At Your Service: May 19, 2010
It is easy to believe that we are delivering great service whether or not our customer’s experience matches our belief. This is especially true when we have a reputation for good service. Rather than become complacent, it is valuable to remember that the service story is always the same, “What have you done for me lately?”
Last weekend I was down in Westchester County. My cousin, who lives in Baltimore, had asked me to find a suitable restaurant for the family to go to following her father’s funeral. I asked around and heard the same name from three different friends. Independently, my cousin who lives in New York heard great things about the same place. The Baltimore cousin made a reservation.

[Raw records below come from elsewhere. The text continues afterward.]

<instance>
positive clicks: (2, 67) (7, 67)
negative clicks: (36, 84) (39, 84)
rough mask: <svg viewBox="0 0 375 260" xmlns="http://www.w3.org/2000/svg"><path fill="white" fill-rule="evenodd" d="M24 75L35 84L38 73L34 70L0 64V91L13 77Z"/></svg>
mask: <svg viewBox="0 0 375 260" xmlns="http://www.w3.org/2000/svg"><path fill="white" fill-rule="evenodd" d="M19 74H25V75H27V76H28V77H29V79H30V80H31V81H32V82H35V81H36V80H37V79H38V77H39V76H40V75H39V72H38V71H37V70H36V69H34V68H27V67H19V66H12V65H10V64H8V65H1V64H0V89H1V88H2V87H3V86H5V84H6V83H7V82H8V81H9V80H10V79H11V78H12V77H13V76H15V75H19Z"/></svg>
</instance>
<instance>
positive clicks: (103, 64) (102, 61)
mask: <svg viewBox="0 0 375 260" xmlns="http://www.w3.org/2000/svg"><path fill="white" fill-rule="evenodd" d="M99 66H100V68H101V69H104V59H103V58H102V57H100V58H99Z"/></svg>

The family grouping included 27 people ranging in age from eight to 86, some traveling from as far away as North Carolina. We reached the recommended restaurant just as the regular lunch hour was ending. We were a subdued crowd and a hungry one.
We settled in and down within 15 minutes while water glasses were filled and menus distributed. Despite the fact that it was a large crowd with the tab being paid by one person, the restaurant insisted on a la carte service. The upscale menu tempted us with Tuscan savories and a mix of other Italian treats. The waitress (only one for the entire group at two long tables) brought bread, butter and olive oil and then disappeared for 30 minutes.

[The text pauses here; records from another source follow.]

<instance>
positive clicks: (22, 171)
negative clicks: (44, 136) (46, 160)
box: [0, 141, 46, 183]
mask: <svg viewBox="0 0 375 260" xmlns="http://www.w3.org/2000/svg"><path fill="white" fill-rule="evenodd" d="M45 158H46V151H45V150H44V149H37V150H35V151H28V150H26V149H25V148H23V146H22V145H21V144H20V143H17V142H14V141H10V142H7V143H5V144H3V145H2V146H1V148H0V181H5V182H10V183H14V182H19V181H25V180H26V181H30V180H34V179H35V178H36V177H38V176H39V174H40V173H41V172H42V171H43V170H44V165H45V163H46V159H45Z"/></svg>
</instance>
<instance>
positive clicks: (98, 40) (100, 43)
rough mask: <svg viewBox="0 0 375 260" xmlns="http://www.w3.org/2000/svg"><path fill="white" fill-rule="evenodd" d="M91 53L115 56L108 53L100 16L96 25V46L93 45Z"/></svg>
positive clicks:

She took orders with deliberation, moving slowly from one person to the next, marking their location on her pad as she wrote down the choices. The three ordered appetizers (soups and salads) arrived within 10 minutes. Another 20 minutes went by before my city cousin went and found the waitress to ask where the rest of the meals were. The response, “They will be served as soon as the appetizers are finished.”
Suffice to say that my cousin’s reaction — pointing at the hungry children — prompted the immediate delivery of most of the meals. The waitress was aided in this process by two busboys. Silence prevailed as people began to eat. Unfortunately, one entrée was missing: the shrimp scampi ordered by my Baltimore cousin (who was paying the tab).
All in all, it was some of the worst service I have ever received. Yet, I am sure that the waitress and her helpers were doing what they believed was the right thing to do. They did, in fact, do things in a way that was perfectly appropriate for a table of four on a leisurely Saturday night. What could they have done differently? They could have asked the hostess how she wanted the service to proceed.
When my cousin made the reservation, she informed the hostess that this meal was her way of thanking her family for their support after the death of her father. She indicated that we would be coming directly from the 12:30 funeral and that there were children, adults and several diabetics who would all need to eat rather quickly. The response: “Don’t worry, we will take care of everything for you.”
Whatever else was communicated to the waitress, the message about speedy service didn’t get through. She did not check in with the hostess to confirm her understanding of what was expected. She did what she probably always does; but under a different set of circumstances than she normally works, it didn’t work.
It is easy to make sure that you always deliver good service. Ask your customers what they expect and then deliver that. Their requests will relate to their immediate needs and your response will say, “This is what I can do for you now.”